# Diabetic Icing



## suzanne25 (Apr 3, 2005)

Hi, I've been trying since the Holidays to find a recipe for a decorative cookie icing, similar to royal icing, but one that uses something other than confectioners sugar, that diabetic children could eat. Is there anything using powdered milk or something else sweetened with artificial sweetener? Maybe using cream cheese? They're going into gift bags, so the frosting needs to dry hard.

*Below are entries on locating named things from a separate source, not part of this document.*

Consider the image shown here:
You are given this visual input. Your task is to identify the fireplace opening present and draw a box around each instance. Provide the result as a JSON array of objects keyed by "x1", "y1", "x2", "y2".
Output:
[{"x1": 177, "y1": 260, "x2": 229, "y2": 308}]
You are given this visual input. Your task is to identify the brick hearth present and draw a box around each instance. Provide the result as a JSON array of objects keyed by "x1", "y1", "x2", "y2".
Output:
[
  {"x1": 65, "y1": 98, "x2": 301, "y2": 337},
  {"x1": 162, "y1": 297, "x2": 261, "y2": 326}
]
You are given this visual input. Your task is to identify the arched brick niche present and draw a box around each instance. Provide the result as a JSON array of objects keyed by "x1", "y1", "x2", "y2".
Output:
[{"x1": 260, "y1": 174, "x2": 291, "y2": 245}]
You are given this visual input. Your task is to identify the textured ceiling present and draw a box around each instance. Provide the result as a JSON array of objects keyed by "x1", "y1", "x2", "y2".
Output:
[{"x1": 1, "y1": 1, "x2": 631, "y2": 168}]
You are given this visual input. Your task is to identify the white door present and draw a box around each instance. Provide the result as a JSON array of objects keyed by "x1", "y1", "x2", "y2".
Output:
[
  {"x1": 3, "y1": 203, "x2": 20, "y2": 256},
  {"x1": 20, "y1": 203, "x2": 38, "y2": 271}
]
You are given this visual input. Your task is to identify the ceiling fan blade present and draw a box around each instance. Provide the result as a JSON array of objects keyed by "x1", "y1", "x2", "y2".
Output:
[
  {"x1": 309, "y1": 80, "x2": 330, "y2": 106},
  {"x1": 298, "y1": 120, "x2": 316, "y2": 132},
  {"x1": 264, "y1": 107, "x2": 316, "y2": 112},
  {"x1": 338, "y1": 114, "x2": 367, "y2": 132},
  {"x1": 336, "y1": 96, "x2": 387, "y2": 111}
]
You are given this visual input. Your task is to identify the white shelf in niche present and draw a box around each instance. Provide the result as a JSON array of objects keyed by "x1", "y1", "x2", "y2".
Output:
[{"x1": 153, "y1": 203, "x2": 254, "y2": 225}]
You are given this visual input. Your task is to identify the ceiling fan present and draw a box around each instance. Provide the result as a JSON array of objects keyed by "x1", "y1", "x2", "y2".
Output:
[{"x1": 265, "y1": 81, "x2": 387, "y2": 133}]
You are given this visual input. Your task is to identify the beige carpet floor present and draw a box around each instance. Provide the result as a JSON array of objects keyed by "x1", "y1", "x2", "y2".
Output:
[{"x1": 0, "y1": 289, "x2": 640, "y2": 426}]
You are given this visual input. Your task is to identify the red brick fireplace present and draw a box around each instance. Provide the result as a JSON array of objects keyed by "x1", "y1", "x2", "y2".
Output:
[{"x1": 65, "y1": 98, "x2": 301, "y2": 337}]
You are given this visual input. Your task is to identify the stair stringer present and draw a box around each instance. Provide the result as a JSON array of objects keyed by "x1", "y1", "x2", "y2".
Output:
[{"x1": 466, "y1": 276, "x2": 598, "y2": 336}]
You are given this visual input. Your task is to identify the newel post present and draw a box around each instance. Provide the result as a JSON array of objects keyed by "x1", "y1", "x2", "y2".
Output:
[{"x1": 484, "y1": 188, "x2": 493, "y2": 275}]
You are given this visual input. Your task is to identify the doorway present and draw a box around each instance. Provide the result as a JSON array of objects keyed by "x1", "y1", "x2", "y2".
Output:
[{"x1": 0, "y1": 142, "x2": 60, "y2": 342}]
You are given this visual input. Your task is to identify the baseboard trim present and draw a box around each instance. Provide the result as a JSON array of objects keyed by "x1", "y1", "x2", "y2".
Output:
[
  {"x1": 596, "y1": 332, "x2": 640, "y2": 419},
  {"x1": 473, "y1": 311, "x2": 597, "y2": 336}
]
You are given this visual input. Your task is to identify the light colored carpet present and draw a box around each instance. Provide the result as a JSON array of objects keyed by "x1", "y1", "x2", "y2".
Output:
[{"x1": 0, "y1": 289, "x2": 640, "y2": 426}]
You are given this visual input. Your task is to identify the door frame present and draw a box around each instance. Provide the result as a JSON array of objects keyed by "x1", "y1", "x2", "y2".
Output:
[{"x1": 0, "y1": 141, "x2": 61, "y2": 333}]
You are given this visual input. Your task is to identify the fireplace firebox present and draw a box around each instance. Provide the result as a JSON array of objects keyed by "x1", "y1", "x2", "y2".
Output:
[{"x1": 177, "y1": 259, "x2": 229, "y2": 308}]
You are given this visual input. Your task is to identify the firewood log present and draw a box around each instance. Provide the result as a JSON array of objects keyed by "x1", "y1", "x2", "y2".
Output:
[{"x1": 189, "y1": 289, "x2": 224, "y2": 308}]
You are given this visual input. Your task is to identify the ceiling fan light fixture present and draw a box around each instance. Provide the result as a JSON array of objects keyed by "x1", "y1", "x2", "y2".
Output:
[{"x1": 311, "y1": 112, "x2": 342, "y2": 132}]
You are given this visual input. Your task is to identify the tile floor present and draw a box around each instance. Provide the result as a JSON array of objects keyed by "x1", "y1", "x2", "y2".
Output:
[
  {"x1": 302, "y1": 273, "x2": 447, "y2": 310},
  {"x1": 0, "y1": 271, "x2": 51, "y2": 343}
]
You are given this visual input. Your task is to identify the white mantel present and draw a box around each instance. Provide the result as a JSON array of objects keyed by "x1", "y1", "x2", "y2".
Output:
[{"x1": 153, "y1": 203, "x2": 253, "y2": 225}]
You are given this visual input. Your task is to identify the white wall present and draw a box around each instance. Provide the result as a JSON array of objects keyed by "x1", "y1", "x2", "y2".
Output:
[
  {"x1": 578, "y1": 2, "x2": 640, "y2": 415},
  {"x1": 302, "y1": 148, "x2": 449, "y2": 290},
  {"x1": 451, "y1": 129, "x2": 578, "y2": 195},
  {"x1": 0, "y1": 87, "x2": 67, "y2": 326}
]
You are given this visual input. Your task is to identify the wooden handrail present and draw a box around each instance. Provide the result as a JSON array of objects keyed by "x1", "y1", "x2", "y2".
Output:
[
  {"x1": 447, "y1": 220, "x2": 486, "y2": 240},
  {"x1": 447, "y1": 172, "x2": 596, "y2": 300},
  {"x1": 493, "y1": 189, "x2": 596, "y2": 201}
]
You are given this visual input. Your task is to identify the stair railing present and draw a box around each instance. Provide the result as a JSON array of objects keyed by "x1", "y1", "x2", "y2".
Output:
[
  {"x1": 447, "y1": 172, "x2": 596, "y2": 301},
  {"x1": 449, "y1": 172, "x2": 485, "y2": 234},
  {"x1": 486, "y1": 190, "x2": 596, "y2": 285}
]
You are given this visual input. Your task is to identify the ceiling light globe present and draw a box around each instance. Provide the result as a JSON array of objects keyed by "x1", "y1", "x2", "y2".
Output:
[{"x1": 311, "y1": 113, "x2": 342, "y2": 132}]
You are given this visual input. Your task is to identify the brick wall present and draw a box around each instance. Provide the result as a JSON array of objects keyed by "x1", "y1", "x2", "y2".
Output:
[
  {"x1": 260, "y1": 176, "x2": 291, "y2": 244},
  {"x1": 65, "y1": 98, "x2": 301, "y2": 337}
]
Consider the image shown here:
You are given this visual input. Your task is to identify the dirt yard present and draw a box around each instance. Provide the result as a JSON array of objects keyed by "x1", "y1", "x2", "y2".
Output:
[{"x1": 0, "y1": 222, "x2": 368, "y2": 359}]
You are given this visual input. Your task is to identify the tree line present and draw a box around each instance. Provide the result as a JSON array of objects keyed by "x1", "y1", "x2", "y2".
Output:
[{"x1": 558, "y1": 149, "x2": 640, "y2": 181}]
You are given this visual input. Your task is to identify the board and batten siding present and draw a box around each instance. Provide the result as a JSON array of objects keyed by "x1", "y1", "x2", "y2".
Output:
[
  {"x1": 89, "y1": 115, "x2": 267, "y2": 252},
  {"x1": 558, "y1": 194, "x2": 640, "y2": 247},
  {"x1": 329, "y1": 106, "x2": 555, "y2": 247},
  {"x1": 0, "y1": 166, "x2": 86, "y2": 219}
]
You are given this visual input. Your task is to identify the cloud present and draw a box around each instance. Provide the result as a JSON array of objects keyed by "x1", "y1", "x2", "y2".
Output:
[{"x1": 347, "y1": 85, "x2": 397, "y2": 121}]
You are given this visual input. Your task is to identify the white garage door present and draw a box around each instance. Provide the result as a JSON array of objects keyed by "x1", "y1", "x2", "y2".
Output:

Thank You.


----------



## keeperofthegood (Oct 5, 2001)

Hey oh

Ok, not the cheepest way, but it works, and is ok with diabetics is to use SPLENDA. Measure for measure sugar replacer.

Mind you, a 2 cup box of splenda will cost around 2 or 3 dollars, and if you need to make a fair bit of icing...well it will get pricey. You may be better of thinking of a glazed fruit topping. Gelatin sweetened with splenda would be cheeper than icing.


----------



## suzanne25 (Apr 3, 2005)

Dear KeeperOfTheGood, Great suggestion, I will try it. As they are special gifts, cost is not a factor. Thank you so much for taking the time to answer.


----------



## metrakay (Apr 1, 2005)

If expense is not an issue, you might look into maltitol -- you can get it at those low carb stores that have popped up, or you can buy it online. They use maltitol in a lot of diabetic foods. Last I saw at one of those stores it was about $17 per lb, but it has the consistency of powdered sugar, and you can even make hard candy from it. Be sure to sift it -- it gets kinda clumped up in the package.


----------



## keeperofthegood (Oct 5, 2001)

Hey oh

You are welcome. Diabetes sucks. My mom developed chemically induced diabetes shortly before the end, and that didn't help her in those final months at all.

I did some googleing and didn't find a heck of a lot. The other suggestion I am unfamiliar working with. Splenda I use at home. My son is nuts-wound-tight with nothing in him, and sugars just send him over the deep edge.

This is one link, with a recipe that I have found repeated several times on the net. Good as a guide to start with anyway http://www.cakencandysupply.com/Reci...-frosting.html

From there, its going to be a matter of some hands on research. Trial batches and a phone cal to you local diabetes foundation. Usually they will have access to all the ins and outs of cooking for diabetics. I do know that controlled diabetics can enjoy full carbed full sugared treats, but that they do need to appropriately adjust their insulins etc. Still, worth the phone call to see what local community resources there are.

Yup, I find that living as though my son is diabetic, and watching sugar has actually really helped the overall heath and happiness of the family. I even found that my annual self indulgent post easter chocolate binge really wasn't satisfying!! I mean, chocolate!! was!! unsatisfying!!!!! OMG!!

Certainly some info to start with and some directions to go on. Do let us know how it turns out, and what you eventually concocted that did or didn't work.

Keeps

OH!!! Fast final google, and http://www.spipolyols.com/applications.html looks right interesting!!!


----------



## suzanne25 (Apr 3, 2005)

Thank you also, Metrakay. I will look into Maltitol.


----------